The IOC said Dong was also stripped of her sixth-place result in the individual floor exercises and seventh place in the vault.
Calls to the Chinese Gymnastics Association and the media officers for the Chinese gymnastics team went unanswered. Dong now lives in New Zealand with her husband.
The IOC ordered China's national Olympic committee to return the team medals "as soon as possible" so they can be reallocated to the US team.
The IOC also told the Chinese to "ensure, by all means, that the athletes and officials of its delegation comply with all rules and regulations (of the international federation) particularly with regard to age limits."
"Respecting the minimum age of our gymnasts remains a priority and I am committed to safeguarding the health of our athletes," FIG president Bruno Grandi said in a statement.
Questions about Dong's eligibility arose during the FIG's investigation into the ages of China's team that won the gold medal at the 2008 Beijing Games. Media reports and internet records suggested some of the girls on that team could have been as young as 14.
The FIG cleared the Beijing Games gymnasts in October 2008 after Chinese officials provided original passports, ID cards and family registers showing all of the gymnasts were old enough to compete. But the FIG said it wasn't satisfied with "the explanations and evidence provided to date" for Dong and a second gymnast, Yang Yun.
Dong's accreditation information for the Beijing Olympics, where she worked as a national technical official, listed her birthday as January 23, 1986. That would have made her 14 in Sydney - too young to compete. Her birth date in the FIG database is listed as January 20, 1983.
Dong's blog also said she was born in the Year of the Ox in the Chinese zodiac, which dates from February 20, 1985, to February 8, 1986.
FIG investigators didn't find sufficient evidence to prove Yang, who also won a bronze medal on uneven bars in 2000, was underage.
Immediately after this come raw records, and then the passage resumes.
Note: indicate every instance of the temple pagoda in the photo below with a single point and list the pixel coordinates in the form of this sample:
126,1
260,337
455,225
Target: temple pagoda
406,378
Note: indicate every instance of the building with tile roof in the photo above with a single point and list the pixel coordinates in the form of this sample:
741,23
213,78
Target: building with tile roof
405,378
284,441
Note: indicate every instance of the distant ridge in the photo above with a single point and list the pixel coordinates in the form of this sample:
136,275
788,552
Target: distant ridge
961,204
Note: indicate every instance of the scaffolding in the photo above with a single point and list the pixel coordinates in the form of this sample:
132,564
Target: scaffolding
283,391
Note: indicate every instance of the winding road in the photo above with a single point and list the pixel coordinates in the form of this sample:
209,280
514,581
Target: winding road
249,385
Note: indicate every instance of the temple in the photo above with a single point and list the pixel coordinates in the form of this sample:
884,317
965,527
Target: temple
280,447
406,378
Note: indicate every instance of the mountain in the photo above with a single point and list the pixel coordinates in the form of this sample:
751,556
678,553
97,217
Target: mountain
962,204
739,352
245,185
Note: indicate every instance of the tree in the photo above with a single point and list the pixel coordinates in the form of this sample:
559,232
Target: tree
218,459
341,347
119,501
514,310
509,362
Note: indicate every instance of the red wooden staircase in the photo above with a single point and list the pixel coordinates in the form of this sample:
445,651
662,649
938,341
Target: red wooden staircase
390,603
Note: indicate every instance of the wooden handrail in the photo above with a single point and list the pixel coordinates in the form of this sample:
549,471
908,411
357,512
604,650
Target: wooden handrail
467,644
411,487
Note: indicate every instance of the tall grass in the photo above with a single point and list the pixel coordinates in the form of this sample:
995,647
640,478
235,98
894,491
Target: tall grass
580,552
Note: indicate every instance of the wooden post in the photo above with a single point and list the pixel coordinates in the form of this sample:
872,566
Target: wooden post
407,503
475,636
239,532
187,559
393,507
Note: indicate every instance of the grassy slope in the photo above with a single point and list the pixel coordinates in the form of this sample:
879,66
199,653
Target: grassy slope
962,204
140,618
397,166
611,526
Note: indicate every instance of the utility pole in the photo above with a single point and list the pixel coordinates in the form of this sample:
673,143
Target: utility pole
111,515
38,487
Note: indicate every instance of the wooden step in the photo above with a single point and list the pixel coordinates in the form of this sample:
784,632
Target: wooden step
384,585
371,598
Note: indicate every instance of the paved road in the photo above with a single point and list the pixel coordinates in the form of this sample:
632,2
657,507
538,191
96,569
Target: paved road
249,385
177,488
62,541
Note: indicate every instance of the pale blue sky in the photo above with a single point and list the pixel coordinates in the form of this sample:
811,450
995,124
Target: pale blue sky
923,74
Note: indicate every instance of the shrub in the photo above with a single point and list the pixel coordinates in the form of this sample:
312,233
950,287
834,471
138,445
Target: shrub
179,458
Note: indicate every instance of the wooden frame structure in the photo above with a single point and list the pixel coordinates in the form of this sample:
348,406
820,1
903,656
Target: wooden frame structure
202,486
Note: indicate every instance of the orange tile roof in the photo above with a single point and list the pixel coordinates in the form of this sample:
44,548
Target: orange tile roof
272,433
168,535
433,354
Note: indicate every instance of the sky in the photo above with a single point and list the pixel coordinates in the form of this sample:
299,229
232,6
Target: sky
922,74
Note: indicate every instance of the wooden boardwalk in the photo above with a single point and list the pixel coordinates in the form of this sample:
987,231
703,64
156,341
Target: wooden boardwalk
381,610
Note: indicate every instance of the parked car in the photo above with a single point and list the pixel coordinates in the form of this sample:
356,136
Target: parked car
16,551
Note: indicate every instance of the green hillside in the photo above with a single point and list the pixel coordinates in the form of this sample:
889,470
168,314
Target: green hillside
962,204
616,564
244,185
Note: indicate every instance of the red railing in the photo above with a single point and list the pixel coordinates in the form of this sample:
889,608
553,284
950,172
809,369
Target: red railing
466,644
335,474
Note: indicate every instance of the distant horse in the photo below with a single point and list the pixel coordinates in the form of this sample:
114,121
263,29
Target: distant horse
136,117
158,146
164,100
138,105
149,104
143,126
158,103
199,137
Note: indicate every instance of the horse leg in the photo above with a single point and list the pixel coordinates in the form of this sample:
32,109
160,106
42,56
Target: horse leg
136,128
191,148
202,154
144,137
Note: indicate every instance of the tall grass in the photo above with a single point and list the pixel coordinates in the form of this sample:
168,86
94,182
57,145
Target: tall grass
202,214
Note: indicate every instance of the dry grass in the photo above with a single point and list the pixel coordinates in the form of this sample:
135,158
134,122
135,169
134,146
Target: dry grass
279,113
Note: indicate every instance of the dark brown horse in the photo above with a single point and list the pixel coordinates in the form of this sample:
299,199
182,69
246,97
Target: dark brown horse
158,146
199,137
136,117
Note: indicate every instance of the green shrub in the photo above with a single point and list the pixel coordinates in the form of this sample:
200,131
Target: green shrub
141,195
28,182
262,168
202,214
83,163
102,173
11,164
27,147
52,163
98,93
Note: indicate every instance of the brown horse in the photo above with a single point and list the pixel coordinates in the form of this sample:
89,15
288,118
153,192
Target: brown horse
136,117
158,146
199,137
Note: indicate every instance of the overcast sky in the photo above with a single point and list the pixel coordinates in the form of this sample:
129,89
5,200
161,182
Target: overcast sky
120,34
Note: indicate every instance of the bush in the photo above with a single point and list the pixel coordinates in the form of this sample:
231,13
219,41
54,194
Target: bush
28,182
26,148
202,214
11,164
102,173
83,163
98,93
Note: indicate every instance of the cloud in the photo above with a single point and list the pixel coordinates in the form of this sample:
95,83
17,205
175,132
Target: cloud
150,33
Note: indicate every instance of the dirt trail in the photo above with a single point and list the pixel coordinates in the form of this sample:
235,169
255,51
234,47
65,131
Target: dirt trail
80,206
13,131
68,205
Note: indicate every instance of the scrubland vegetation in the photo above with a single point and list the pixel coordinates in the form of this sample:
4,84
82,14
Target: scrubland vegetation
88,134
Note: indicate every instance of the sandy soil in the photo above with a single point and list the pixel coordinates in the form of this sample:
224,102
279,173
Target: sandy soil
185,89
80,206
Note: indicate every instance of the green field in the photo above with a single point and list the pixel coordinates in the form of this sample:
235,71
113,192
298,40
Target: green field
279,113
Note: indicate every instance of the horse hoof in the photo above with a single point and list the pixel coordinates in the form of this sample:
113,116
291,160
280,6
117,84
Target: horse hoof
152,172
She received a warning from the FIG.
The bronze medal salvages what had been a disappointing Olympics for the US women. The squad - Amy Chow, Jamie Dantzscher, Dawes, Kristin Maloney, Elise Ray and Tasha Schwikert - left Sydney empty-handed, the only time since 1976 the American women had failed to win a single Olympic medal. The US boycotted the 1980 Moscow Games.
Today's decision gives Dawes her fourth Olympic medal. She won at least one medal at each of the three games she competed in and now has three bronze and a gold.
"I'm really just proud to know that justice prevailed," Dawes said. "I will say that I never imagined in all my years of gymnastics that, a decade after one of my Olympic Games, I'd actually get a medal possibly shipped to me in the mail. I'm thrilled."
Dawes also said she hopes the FIG investigation and IOC decision will mean the end of underage gymnasts.
"Hopefully the IOC and the FIG will have this more and more under control for future Olympic Games so there will always be fair competition," she said.